A beginning (and ending?) point for the search for the root/canon of math education.
Being a mathematician by training and profession, I’m often driven to make things outside of mathematics conform to the patterns of mathematics: abstraction, definitions, theorems, deductive proofs, etc. I can also be pretty blind to the possibility that this won’t work for everything. This is my attempt to make some (mathematical) sense of Education Learning Theories.
Theory = Model: A theory is just a model. A model is initially defined by the context in which is designed to work, and the question it is designed to answer. Much can go into the context, e.g. domain, scale and resolution, and there is a natural give and take between the context and the question (and the assumptions that go into the model).

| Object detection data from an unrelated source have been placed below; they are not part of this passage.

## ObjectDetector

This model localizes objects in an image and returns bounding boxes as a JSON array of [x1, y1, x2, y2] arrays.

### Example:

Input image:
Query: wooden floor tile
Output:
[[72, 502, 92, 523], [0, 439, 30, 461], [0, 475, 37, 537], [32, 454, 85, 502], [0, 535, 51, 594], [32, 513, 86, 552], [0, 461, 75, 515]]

For example, in a context where we have a set of data (inputs and outputs) that are related, we wish to predict the output value at some other input. Based on these components, and some additional assumptions, we construct a linear function, and that linear function is our model, or our theory as to how the outputs are related to the inputs.

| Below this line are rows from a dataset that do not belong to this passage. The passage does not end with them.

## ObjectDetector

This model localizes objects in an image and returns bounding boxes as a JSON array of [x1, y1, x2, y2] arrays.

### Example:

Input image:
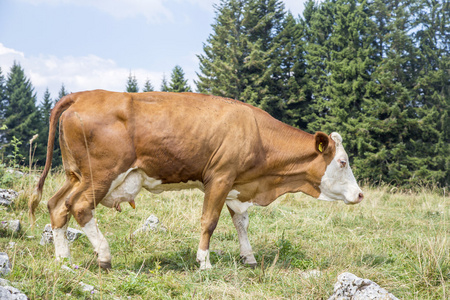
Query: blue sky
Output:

Of course, for a given context/question we could come up with different theories, and then we have to consider how to compare and evaluate them (if at all possible). However, the point for now is that to even have a chance of comparing theories, we have to identify their forming context/question and consider the overlap.
Learning ≠ Physics: Considering the ‘unreasonable effectiveness’ of mathematics in describing and predicting physical phenomenon, it is natural to assume that we can use a mathematical framework for models to describe other phenomenon, like learning, with the same level of success. But, of course, learning is much more complex and there are too many variables outside the range of easy or reasonable measurement, and so, we should expect that the derived theories will focus on a limited part and will be somewhat imprecise.

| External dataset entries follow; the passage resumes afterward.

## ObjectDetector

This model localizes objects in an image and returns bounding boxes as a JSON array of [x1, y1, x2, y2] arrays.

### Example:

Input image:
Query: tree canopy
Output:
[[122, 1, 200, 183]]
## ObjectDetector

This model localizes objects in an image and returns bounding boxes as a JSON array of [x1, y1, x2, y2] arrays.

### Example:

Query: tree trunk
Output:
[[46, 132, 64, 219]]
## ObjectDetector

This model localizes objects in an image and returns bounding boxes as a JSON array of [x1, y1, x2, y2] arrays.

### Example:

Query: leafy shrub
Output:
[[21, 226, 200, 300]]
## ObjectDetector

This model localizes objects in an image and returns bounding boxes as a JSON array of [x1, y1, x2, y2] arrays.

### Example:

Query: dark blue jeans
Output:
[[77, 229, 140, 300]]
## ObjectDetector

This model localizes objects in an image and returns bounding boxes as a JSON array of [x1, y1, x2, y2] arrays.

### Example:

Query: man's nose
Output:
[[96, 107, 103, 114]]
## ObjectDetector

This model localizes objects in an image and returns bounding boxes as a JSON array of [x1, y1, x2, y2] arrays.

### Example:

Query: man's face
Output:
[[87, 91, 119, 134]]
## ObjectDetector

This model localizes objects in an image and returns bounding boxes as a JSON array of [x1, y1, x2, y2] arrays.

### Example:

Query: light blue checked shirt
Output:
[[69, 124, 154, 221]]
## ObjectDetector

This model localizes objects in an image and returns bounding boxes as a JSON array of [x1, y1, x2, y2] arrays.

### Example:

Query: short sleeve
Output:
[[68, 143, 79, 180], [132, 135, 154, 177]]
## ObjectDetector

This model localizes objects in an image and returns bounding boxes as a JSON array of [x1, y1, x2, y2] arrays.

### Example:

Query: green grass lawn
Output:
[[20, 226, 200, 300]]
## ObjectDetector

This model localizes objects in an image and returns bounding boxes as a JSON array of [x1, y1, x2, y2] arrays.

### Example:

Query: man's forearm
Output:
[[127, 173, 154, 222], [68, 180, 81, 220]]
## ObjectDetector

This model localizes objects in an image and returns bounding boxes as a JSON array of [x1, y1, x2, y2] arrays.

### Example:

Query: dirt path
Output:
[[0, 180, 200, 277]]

Learning Here ≠ Learning There: In modeling it is common (or a common mistake) to extend the model beyond the context/questions that originally defined it. Good models are robust enough to take this abuse, but I suspect that unless stated quite broadly, Learning Theories are much more fragile and do not extend easily.
Learning Theory≠ Model: It seems, by transitivity, that I have contradicted myself here, but what I’m really saying is that Learning Theories aren’t really used in the same way that (mathematical) Models are. Math models are used primarily (and because they can be) to predict and secondarily to understand. They also, in a small way, form a framework/context for discussing the object being modeled. In our example above of constructing a linear function, we could think about the general process of replacing a set of data with the parameters that define the model and then talk about different sets of data in terms of just these parameters, e.g. “Is the slope/correlation positive or negative?”. Learning theories are used with reverse emphasis. They are primarily about creating a context, or perspective or ‘lens’ for discussing learning. They establish a based language that those ‘here’ and those ‘there’ can use to talk about and evaluate learning. There is some part of theories related to prediction and understanding, but it is minor.
Canon or Not?: I don’t think I can put enough structure on learning theories to make them more ‘mathematical’, primarily due to the complexity and variety of contexts involved. I do think that there is value is pursuing more understanding and formalizing the base ideas so that we have some way to discuss, apply and teach learning theories.